Need to file bankruptcy but don't think you can afford an attorney? Learn how to get free legal help to get your fresh start in Minneapolis, Minnesota.

Written by Upsolve Team
Updated October 15, 2020

Minnesotans are hardworking and don’t expect that anything “comes for free.” However, if you’re struggling to pay your creditors and make ends meet at the same time, the thought of a “free bankruptcy lawyer” is understandably welcome. Unfortunately, it’s hard to find free legal help with a bankruptcy case unless you’re eligible for services provided by a legal aid society. Thankfully, filing bankruptcy under Chapter 7 is such a straightforward process that most Minnesotans can navigate it successfully without hiring a bankruptcy attorney.
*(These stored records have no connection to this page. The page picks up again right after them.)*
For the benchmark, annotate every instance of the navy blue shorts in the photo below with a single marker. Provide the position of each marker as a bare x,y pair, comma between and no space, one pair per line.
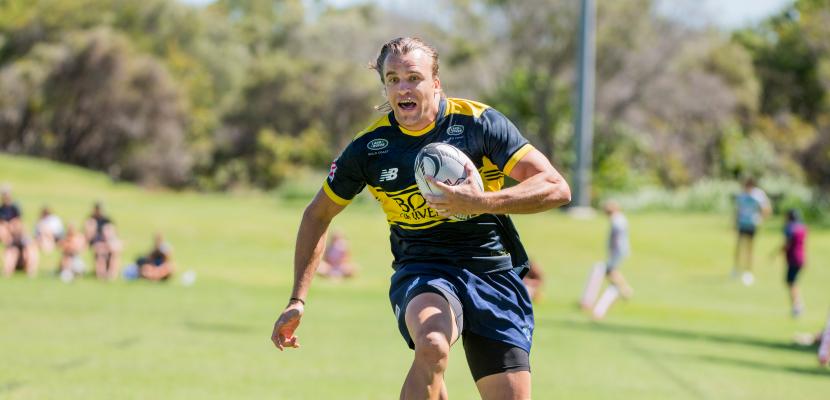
494,305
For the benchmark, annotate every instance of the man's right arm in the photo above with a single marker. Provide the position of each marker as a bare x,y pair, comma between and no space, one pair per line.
311,241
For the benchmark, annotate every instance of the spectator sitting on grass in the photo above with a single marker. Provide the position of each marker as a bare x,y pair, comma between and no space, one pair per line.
72,265
48,230
20,253
157,265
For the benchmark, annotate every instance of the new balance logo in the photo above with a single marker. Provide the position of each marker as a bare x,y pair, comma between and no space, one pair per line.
388,174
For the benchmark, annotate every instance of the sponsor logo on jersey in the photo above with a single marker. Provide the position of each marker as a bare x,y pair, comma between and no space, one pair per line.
455,130
332,170
377,144
388,174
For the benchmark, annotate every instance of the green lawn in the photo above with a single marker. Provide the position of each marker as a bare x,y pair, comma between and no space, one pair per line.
690,332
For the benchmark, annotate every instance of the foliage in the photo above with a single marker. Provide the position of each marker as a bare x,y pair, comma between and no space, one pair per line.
689,332
226,95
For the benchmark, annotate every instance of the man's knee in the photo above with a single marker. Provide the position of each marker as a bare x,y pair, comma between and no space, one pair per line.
432,347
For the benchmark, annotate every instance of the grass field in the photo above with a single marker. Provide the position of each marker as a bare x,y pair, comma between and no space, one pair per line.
689,333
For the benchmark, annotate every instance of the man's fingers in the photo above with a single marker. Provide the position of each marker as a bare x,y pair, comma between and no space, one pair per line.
443,187
469,169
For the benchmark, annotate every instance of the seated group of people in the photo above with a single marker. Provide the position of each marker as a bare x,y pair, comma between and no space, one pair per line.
21,253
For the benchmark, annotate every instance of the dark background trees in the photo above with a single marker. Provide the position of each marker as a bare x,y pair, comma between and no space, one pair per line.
244,92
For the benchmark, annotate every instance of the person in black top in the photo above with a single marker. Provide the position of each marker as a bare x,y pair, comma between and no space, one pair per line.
9,211
157,265
451,278
104,243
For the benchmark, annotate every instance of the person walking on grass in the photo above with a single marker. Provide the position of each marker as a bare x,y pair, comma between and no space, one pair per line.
618,249
751,206
795,235
452,279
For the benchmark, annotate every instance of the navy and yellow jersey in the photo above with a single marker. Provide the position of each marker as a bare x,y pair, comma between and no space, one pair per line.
382,157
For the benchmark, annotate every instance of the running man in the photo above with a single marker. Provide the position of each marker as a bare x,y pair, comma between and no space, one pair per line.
449,276
751,207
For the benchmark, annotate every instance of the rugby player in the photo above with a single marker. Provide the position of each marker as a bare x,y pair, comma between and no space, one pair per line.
451,278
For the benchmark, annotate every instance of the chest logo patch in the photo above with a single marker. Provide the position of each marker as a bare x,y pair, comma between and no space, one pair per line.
455,130
377,144
388,174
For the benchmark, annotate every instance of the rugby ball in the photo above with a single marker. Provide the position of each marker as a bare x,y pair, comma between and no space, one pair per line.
445,163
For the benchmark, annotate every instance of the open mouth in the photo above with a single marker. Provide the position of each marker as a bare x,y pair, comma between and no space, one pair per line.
407,105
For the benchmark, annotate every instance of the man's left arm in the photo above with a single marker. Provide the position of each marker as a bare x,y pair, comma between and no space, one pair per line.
540,188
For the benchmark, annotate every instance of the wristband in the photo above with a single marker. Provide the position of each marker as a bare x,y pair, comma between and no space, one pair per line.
297,299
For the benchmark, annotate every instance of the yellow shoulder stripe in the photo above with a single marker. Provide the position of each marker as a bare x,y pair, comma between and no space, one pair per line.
333,196
381,122
517,156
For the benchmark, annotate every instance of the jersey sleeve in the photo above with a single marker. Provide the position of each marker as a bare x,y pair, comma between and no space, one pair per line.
345,179
503,143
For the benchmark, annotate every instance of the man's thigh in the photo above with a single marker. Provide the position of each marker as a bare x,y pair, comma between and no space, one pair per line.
506,385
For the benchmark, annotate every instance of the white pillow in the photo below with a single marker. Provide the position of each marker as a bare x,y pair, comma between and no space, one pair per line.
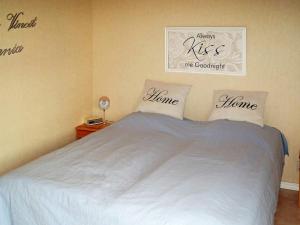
164,98
239,105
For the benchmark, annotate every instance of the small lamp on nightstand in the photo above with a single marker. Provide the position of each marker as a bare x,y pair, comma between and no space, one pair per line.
104,104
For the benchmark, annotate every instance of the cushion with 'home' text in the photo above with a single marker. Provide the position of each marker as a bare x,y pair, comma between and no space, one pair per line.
239,106
164,98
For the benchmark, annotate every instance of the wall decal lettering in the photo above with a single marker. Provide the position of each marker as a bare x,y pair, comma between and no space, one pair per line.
160,96
16,24
206,50
10,51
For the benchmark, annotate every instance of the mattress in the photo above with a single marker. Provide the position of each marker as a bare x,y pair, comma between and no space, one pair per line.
150,169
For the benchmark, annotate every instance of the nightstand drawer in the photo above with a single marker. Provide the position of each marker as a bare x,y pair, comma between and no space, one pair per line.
83,129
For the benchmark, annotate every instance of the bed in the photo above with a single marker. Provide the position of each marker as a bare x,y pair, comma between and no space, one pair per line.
150,169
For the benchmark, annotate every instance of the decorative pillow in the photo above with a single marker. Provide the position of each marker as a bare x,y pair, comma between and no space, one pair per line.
239,105
164,98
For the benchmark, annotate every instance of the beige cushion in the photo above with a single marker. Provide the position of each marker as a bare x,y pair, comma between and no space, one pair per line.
239,105
164,98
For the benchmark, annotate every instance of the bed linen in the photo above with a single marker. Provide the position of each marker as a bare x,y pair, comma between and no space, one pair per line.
150,169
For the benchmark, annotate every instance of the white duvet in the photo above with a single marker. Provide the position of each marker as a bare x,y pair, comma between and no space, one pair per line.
149,169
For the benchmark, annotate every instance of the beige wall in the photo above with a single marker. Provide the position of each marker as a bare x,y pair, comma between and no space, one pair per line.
45,90
128,43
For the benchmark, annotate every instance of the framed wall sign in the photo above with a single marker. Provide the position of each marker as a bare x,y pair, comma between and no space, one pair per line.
206,50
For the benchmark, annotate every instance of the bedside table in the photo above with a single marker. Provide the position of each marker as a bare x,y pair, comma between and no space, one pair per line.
83,129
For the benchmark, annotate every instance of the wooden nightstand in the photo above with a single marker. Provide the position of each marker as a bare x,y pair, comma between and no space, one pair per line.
83,129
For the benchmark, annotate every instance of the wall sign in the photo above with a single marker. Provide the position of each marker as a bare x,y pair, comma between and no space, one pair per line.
16,22
206,50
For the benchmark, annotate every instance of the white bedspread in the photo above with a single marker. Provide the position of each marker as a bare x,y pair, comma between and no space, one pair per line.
149,169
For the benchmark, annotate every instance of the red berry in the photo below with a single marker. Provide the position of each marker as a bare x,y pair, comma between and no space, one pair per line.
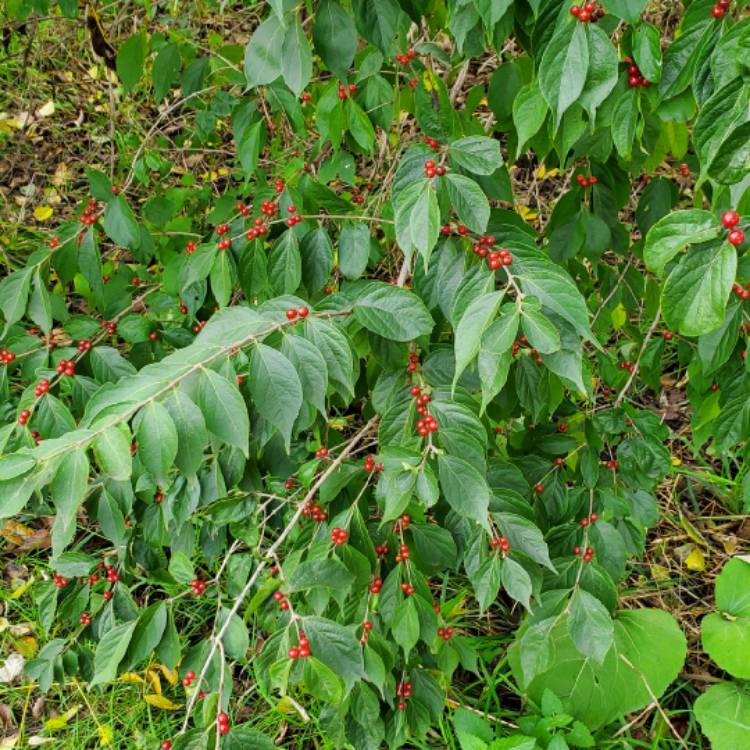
736,237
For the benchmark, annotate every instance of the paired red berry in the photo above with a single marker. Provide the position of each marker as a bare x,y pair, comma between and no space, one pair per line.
587,12
339,536
222,723
66,367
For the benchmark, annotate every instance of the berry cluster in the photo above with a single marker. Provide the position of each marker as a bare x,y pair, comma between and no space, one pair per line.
339,536
431,169
346,91
501,542
88,217
268,208
591,518
730,219
294,312
222,723
403,691
403,553
304,648
720,8
407,58
66,367
292,220
413,362
258,230
408,589
445,633
371,466
587,12
314,511
635,79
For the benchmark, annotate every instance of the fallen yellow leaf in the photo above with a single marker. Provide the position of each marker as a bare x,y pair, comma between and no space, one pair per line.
161,701
105,735
42,213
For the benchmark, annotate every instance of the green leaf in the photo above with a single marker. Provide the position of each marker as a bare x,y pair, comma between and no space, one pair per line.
474,322
647,51
392,312
192,436
494,358
276,389
166,68
336,646
354,249
264,52
14,295
40,304
674,232
148,632
224,410
464,488
120,223
327,573
296,58
130,59
724,715
601,77
624,120
181,567
335,37
110,652
697,290
648,639
477,153
285,264
590,625
516,581
529,113
405,626
112,452
68,490
157,440
468,201
564,67
538,329
486,582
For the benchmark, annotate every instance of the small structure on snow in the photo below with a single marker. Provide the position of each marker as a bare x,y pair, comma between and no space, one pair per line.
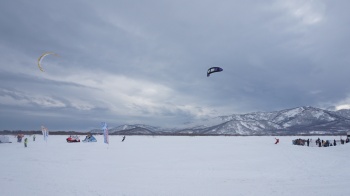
4,139
90,138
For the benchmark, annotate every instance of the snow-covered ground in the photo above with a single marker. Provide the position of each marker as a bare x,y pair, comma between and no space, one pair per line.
146,165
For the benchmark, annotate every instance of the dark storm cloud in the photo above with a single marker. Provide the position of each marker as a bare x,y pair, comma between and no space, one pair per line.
146,62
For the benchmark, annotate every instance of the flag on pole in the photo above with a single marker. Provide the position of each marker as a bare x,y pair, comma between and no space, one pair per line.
45,132
105,132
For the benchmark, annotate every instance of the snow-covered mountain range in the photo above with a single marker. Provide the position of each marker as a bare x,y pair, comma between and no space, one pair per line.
300,120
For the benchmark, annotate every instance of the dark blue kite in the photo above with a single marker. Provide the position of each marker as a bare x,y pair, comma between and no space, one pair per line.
213,70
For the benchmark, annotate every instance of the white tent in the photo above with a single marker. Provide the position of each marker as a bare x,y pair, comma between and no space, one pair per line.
4,139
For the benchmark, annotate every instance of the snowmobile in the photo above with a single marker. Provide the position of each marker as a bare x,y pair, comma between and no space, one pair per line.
73,138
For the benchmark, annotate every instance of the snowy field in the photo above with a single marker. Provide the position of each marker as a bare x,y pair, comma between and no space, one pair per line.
146,165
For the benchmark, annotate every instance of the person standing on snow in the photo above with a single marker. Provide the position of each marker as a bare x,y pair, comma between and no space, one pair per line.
25,142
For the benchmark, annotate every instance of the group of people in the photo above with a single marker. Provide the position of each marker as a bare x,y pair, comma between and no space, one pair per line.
319,142
19,139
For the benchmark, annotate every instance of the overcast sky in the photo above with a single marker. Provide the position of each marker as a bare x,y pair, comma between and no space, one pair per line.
128,62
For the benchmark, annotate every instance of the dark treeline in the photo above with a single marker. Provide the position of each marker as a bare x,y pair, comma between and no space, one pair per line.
36,132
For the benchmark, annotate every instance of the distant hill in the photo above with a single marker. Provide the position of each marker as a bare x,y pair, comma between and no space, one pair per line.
304,120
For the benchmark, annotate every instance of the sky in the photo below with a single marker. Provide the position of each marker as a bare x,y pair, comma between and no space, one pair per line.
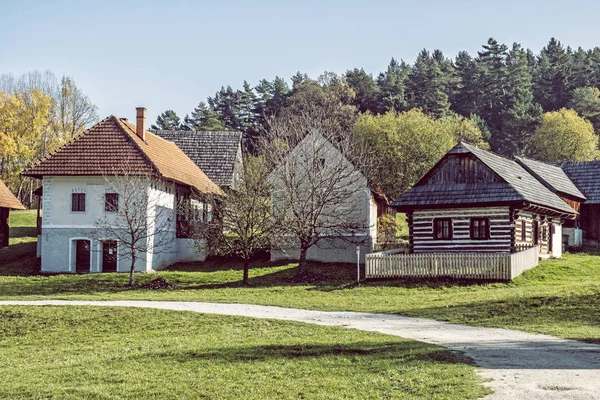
173,54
Do I Need a Lawyer to File Bankruptcy?

If you don’t own a small business and you don’t earn much money, you likely have two primary consumer bankruptcy options to choose from: Chapter 7 and Chapter 13. The reason why it’s “likely” that you can choose from these options if you don’t earn much money is that Chapter 7 bankruptcy is only available to members of households whose income doesn’t exceed certain limits. This form of bankruptcy is particularly generous, so the courts don’t make it available to everyone – only those who are truly unable to pay their debts down over time.

Because Chapter 7 bankruptcy is only made available to low-income consumers and married couples, the courts recognize that Chapter 7 filers don’t often have the financial resources to afford paid legal advice. As a result, they keep the process of preparing a Chapter 7 bankruptcy petition so straightforward that most Chapter 7 filers can complete the bankruptcy process without hiring a law firm to help them.

Some filers choose to work with a bankruptcy attorney because their finances are complex or they feel uncomfortable filling out legal paperwork on their own. Others seek help with their legal issues because they own luxury property or real estate other than their home and they’re worried about protecting their assets during bankruptcy. There’s nothing wrong with hiring an attorney and doing so can sometimes be beneficial. It’s simply important for Chapter 7 filers who are strapped for cash to know that – barring extraordinary circumstances – Chapter 7 cases can almost always be prepared successfully without an attorney’s help.

Are You Filing a Chapter 13 Reorganization Bankruptcy?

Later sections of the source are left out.